先日即位した新王が即位式で公表した婚約者との挙式を迎える。
街の至る所には国旗が掲げられ、商店街の店先には花々やこの日の為に作られたお祝いを彩る新しい品々が所狭しと店頭を賑わせていた。
かつてのサザーランド国を彷彿とさせる活気に、良き時代を想い出し、涙する者の姿もある。

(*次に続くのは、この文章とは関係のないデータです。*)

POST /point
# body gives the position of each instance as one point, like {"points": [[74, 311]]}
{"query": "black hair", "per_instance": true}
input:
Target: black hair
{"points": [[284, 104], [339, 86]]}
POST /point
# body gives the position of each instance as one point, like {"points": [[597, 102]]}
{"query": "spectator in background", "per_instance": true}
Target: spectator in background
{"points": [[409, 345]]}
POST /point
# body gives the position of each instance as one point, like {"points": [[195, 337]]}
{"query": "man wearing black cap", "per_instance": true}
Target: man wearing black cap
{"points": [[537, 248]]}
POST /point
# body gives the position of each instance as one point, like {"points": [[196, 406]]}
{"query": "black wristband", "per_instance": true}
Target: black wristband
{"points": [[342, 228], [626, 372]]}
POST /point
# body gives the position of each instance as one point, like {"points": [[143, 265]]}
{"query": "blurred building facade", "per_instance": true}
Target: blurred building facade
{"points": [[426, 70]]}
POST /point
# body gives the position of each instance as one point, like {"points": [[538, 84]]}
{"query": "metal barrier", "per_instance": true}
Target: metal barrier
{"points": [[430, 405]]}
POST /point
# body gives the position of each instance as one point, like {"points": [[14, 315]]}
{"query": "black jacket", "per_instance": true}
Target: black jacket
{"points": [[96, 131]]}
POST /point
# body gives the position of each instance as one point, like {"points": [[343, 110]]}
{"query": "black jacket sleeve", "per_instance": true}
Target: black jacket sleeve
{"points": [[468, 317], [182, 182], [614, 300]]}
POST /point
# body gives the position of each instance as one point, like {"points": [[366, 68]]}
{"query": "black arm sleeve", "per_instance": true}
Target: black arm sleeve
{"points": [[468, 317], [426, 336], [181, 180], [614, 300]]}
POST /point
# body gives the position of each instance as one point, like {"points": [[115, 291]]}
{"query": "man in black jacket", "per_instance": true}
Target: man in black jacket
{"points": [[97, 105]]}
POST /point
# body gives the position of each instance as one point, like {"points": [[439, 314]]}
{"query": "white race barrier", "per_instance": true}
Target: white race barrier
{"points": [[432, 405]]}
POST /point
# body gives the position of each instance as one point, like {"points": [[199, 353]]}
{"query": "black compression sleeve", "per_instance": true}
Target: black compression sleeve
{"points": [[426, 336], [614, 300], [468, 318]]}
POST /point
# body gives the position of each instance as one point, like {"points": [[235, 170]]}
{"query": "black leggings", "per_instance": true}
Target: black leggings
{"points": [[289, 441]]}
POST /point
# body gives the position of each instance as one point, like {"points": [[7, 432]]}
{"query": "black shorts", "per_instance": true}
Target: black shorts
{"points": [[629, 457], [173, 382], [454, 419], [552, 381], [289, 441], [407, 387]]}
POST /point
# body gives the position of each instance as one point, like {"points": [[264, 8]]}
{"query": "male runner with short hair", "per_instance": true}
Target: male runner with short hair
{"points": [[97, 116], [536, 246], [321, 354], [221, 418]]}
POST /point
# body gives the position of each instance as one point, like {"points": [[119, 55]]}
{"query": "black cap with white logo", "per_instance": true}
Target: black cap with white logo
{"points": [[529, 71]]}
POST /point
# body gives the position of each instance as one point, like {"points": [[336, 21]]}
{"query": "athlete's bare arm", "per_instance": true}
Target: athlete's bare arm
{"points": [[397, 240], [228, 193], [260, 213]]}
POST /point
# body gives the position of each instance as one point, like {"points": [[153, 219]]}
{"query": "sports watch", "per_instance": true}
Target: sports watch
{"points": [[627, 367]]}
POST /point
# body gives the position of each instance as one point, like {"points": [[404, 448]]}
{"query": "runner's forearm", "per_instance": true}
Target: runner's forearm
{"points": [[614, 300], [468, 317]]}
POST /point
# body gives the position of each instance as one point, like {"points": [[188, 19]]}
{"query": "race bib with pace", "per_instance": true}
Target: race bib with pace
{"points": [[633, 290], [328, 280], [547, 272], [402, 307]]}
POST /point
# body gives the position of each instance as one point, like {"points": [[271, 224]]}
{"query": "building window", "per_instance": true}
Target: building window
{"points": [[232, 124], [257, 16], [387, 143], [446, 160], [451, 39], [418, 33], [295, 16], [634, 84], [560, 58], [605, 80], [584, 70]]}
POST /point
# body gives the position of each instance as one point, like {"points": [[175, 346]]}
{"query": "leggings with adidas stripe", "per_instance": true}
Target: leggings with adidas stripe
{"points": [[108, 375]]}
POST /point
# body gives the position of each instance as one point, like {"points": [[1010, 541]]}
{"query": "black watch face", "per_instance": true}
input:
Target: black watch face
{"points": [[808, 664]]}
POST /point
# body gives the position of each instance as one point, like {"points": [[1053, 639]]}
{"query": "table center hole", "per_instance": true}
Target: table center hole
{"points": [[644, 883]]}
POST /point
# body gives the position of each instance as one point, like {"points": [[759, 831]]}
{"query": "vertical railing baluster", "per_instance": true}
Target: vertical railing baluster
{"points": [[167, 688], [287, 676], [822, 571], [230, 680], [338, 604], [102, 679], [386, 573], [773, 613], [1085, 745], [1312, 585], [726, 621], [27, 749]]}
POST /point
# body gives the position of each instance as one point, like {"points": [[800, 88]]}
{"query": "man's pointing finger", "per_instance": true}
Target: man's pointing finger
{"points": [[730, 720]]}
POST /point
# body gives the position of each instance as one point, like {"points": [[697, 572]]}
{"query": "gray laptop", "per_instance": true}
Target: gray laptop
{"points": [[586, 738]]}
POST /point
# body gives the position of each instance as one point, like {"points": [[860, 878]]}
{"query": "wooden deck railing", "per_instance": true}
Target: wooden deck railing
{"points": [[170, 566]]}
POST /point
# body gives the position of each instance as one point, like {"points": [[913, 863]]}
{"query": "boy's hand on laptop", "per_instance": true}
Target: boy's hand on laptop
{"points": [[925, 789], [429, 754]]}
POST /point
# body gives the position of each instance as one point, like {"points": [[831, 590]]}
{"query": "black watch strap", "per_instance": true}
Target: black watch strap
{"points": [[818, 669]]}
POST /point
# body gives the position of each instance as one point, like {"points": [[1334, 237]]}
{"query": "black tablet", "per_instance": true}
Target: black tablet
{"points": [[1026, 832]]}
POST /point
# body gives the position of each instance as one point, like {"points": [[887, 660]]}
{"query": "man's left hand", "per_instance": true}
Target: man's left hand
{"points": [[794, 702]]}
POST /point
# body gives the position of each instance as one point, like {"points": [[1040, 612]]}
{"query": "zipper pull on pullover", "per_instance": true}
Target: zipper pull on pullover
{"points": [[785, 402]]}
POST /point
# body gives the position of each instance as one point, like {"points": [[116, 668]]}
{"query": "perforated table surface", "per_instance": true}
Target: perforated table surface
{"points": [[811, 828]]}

城の前には厳重に警備がなされ、やじ馬が外から侵入する形跡が無いか数日前から昼夜問わず城外苑の見回りを増員し、今日に至っては通常の3倍にもなっていた。
式の時刻か近付くにつれ、城の周りに集まる市民の数もおのずと増えて行く。
今や新王の人気は絶大で留まる事を知らない勢いだ。
この日神殿での挙式の後、新王夫妻が城に移動し3階のバルコニーから皆の前に王妃のお披露目を兼ねて一般参賀が行われる。
それを目当てに遠方から訪れる者もおり、開門を待つ市民でごった返す城の前では兵は何かあっては一大事と全神経を集中させていた。 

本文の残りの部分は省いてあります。